Funny games - quanto ci piace la violenza

di Roberta Folatti

Quando in un tranquillo (e privilegiato) menage familiare irrompe l'imprevisto. L'imprevisto sotto forma di violenza. Insensata, sadica, mascherata da un formalismo d'altri tempi e una gentilezza svenevole. Il remake di Funny games è un pugno nello stomaco, come lo era stata la versione originale, divenuta una specie di cult per gli appassionati. Certo l'operazione di rifare un film con precisione millimetrica, utilizzando le medesime inquadrature può lasciare perplessi. Eppure per il regista Michael Haneke si è trattato di una "sfida personale". Il primo Funny games era stato girato pensando al pubblico americano perchè conteneva un messaggio contro un certo tipo di violenza, però non era mai arrivato veramente nelle sale statunitensi, se non in qualcuna d'essai. Così Haneke ha colto al volo l'opportunità di girarlo di nuovo, in inglese e con un cast più internazionale. Anche il "packaging" è decisamente più accattivante visto che viene pubblicizzato come il ritorno di Arancia meccanica.

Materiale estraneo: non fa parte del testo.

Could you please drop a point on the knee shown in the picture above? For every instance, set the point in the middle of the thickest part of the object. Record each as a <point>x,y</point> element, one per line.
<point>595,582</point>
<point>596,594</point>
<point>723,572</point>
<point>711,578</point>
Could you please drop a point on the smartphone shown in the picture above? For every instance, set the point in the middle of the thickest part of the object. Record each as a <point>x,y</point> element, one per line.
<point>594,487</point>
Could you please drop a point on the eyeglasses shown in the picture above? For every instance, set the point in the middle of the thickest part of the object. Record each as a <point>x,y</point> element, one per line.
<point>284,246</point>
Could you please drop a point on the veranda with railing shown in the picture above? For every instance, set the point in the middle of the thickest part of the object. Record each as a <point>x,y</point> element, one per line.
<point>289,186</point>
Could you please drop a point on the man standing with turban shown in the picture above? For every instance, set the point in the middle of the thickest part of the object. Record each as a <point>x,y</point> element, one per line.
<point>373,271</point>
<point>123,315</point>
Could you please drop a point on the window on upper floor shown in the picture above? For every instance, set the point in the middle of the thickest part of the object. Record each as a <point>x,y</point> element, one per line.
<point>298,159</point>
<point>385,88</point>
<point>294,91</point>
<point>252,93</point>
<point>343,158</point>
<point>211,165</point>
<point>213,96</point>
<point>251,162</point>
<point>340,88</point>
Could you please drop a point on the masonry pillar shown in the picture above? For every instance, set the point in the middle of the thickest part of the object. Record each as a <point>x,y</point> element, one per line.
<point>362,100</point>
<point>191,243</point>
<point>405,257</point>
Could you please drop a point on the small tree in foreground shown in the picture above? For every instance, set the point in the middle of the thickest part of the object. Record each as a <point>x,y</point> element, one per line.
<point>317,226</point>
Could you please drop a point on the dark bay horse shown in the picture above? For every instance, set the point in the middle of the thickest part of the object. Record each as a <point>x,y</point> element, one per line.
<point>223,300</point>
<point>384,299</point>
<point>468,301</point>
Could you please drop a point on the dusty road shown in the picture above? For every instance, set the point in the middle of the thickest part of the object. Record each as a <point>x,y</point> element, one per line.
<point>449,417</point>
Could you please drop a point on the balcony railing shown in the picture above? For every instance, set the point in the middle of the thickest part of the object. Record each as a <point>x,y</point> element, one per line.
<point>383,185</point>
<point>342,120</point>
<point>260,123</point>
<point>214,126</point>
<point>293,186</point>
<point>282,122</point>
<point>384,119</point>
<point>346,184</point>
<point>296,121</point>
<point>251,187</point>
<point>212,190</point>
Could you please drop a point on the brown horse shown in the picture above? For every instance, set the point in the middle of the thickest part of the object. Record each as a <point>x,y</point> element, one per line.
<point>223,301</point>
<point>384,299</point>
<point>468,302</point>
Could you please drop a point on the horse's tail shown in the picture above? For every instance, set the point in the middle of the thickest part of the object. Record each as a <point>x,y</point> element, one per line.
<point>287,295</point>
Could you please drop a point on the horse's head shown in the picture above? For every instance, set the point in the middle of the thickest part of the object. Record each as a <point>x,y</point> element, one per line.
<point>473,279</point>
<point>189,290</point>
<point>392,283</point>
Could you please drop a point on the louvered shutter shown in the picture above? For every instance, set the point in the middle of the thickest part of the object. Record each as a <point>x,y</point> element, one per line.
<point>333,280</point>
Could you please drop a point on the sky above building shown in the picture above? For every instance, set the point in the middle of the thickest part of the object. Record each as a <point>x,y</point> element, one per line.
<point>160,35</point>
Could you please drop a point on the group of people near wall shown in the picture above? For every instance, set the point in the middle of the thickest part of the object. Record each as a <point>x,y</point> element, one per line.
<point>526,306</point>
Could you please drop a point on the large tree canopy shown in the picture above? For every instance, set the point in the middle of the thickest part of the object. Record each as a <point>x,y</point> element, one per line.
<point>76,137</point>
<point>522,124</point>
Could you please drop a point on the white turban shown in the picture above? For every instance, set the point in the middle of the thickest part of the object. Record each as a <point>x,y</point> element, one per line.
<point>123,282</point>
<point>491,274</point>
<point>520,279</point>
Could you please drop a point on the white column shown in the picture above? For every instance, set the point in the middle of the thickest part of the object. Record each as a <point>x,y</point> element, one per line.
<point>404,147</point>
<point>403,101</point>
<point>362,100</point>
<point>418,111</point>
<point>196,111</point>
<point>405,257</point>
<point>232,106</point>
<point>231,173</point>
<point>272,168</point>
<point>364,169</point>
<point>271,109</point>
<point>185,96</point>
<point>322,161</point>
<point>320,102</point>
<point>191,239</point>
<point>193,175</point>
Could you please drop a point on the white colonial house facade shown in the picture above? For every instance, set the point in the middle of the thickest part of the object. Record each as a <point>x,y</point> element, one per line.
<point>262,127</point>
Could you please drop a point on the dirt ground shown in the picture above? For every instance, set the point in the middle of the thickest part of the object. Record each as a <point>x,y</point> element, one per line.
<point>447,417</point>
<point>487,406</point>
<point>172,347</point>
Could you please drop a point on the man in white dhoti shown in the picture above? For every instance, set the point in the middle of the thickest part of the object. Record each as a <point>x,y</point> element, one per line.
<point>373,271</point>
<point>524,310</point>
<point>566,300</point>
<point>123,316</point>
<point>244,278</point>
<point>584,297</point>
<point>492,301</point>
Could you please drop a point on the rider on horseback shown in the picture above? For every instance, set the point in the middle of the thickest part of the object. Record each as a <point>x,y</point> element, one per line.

L'obiettivo dichiarato del regista è quello di "mostrare la violenza per come essa è davvero: una cosa difficile da mandar giù. Mostrare la realtà della violenza, il dolore, le ferite inflitte da un essere umano a un altro". In Funny games ad infliggere ferite sono due strani figuri in guanti bianchi, giovani e dall'aria inquietante, a subirle le ignare famiglie che trascorrono le vacanze in riva a un lago, una in particolare. In successione vengono sconvolte dai giochi crudeli messi in atto dai due melliflui individui, che prima di condannare a morte le vittime designate, si intrattengono con loro in assurdi convenevoli. Tutto è avvolto in una strana atmosfera, un'aria di allucinazione, di brutto sogno da cui da principio si cova l'illusione di potersi risvegliare. Ma diventa chiaro ben presto che non esiste via di scampo, è il regista stesso a non concedere possibilità di salvezza... Quando una delle vittime prova, in un estremo tentativo, a reagire colpendo con due fucilate il torturatore ebete, l'altro - il più sadico - compie un gesto apparentemente incongruente, riportando la situazione indietro di qualche frame. E' lo stesso Haneke a spiegare: "A distanza di dieci anni dalla prima versione, questa scena - telecomando/rewind, sguardo in camera di Michael Pitt - ha ancora un impatto molto forte. E' una scena che causa una rottura nel legame film/spettatore, cosa per me fondamentale".

Il regista sostiene che il suo film è un meccanismo sofisticato: scatena dapprima una forma di complicità con i carnefici, una sorta di autocompiacimento per le violenze inflitte con totale mancanza di compassione, e poi induce lo spettatore ad interrogarsi e a sentirsi colpevole. Non a caso Funny games vuole stigmatizzare proprio un certo tipo di cinema americano che ha fatto della violenza un prodotto di consumo. La vicenda della famigliola nelle mani dei due sadici, che non risparmiano nemmeno il ragazzino e non si preoccupano di distruggere ai suoi occhi l'immagine del padre, reso innocuo sin dall'inizio, è costruita con abilità e avvince. Più che le scene di sangue, che in effetti mancano quasi del tutto, è l'espressione dei due torturatori a inquietare e l'indifferenza/normalità con cui essi compiono le loro nefandezze. Decisamente brava Naomi Watts, qualche dubbio sull'interpretazione di Tim Roth.